Richardson’s win was a stunning upset of dominant Jamaican sprinters Shericka Jackson and Shelly-Ann Fraser-Pryce, who finished second and third, respectively.
“I’m honored, I’m blessed, I had great competition, (which) pulled the best out of me, and I’m just honored to leave with a gold medal,” she told reporters after the race.
Richardson said she won’t rest on the laurels of her world title and promised to keep working and improving.
“I’m going to stay humble,” she said. “I’m not back, I’m better and I’ll continue to be better.”
Richardson’s appearance in the 100-meter final was also a dramatic accomplishment as she finished third in her semifinal heat, failing to grab one of two automatic spots to compete for the title.
Richardson broke slowly out of the blocks and veered slightly to the right in opening steps, costing herself time.
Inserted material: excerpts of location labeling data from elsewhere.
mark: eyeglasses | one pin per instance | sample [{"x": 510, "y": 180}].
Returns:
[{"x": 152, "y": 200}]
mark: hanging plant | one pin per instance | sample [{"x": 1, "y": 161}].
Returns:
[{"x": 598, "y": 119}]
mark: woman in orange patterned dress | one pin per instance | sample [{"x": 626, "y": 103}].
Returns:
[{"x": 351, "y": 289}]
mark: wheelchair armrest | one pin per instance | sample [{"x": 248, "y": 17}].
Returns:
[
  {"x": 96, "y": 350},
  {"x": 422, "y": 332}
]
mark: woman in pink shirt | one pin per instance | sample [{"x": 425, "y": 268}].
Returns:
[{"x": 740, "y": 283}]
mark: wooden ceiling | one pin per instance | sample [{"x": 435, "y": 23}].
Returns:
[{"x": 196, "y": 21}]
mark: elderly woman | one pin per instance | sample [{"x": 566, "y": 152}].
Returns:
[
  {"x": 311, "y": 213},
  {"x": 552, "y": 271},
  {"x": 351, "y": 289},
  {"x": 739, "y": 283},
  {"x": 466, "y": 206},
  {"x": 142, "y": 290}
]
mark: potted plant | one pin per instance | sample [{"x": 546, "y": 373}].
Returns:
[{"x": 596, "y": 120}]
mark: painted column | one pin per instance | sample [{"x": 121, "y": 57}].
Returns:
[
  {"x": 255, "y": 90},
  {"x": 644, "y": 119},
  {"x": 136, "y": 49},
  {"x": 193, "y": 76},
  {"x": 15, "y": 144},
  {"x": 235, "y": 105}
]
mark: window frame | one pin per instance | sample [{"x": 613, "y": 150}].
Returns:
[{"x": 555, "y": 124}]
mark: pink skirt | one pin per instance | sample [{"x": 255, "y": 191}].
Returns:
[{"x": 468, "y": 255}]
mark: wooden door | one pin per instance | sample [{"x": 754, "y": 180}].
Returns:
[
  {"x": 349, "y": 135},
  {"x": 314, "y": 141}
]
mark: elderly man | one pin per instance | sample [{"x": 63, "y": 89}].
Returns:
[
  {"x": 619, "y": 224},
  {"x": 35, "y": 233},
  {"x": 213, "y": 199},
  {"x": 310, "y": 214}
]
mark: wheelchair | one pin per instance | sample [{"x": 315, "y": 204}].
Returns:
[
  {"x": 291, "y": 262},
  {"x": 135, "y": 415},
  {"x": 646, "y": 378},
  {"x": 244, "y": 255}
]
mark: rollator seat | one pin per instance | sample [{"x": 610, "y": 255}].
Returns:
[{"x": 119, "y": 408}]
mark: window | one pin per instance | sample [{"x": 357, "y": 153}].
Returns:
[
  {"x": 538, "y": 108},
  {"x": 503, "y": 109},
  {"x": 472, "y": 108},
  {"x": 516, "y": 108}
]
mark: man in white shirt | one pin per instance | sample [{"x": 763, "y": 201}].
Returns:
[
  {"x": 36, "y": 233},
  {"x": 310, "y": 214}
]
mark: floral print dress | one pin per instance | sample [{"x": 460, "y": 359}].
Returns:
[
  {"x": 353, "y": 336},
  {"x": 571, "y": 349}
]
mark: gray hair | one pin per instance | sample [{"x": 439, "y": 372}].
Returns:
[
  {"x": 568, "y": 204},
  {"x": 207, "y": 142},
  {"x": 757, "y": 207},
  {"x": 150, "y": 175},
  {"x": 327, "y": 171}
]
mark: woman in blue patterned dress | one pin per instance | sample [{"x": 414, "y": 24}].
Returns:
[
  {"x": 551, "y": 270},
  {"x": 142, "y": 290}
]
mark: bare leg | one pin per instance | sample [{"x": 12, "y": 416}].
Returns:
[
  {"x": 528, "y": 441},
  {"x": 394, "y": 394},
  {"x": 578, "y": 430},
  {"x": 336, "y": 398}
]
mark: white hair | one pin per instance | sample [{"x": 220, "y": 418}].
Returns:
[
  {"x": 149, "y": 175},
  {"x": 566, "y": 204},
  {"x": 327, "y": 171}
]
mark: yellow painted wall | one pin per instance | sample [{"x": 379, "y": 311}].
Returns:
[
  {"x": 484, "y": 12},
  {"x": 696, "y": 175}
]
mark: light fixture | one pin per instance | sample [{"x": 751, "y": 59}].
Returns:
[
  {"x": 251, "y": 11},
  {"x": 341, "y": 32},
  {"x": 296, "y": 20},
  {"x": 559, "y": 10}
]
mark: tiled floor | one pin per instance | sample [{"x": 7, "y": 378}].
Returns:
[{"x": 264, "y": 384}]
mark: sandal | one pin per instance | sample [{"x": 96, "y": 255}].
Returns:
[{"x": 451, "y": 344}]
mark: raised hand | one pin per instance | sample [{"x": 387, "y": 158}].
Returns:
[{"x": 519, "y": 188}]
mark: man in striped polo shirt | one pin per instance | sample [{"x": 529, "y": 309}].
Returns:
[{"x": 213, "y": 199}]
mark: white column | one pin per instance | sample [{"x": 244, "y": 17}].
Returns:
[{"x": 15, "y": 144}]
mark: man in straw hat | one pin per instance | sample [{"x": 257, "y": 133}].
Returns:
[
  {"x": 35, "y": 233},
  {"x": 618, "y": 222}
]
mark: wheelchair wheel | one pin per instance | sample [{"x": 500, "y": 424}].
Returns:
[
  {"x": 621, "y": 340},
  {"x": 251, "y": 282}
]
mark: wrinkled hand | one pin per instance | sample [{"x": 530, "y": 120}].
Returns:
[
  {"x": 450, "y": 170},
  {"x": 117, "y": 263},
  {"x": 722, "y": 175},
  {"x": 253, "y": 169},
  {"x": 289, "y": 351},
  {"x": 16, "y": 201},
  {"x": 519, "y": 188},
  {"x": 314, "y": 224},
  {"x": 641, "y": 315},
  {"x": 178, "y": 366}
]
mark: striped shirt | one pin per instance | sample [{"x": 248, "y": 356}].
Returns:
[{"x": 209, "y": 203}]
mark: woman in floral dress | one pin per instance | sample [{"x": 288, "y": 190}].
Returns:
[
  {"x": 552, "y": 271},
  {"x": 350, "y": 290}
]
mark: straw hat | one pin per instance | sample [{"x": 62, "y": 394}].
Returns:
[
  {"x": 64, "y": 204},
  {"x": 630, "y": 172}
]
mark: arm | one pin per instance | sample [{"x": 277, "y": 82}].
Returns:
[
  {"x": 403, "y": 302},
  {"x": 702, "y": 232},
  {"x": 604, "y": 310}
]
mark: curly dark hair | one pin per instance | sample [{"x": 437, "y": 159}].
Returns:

But she closed well, and her 10.84 in the semis was the best of anyone not in the top two, earning her a spot in the final.
“She was more than capable of running 10.65, we knew that,” said her agent Renaldo Nehemiah, himself a former world class sprinter and hurdler. “We just knew that running it on the biggest stage in the world is a lot harder than just saying it.”
Monday night’s marked a major turnaround for Richardson, who failed to advance out of the 100-meter heats in last year’s U.S. Track and Field Championships.
“I’m just so proud of her because a year ago we were light years away from a full package of being able to compete at this level and she’s put in the work,” Nehemiah said.
In 2021, Richardson had appeared to punch her ticket to the Covid-delayed Tokyo Games after winning the women’s 100-meter race at the U.S. Olympic Track and Field Trials in Eugene, Oregon.
But she was suspended and missed Tokyo after testing positive for THC, the chemical in cannabis.
The sprinter accepted responsibility for her actions while explaining she took the drug to cope with the stress of her mother’s sudden death.
Even before her win Monday, she was considered a favorite to take an Olympics spot for Paris as she won the U.S. 100-meter title last month.
Richardson said she hopes her journey on the track will help fans see athletes for more than their results.
“It felt amazing just knowing that not only (do) people see me as an athlete, but as a person,” she said. “I want people to see that it goes beyond (being an) athlete, You bring who you are onto the track. You bring your athlete into your life.”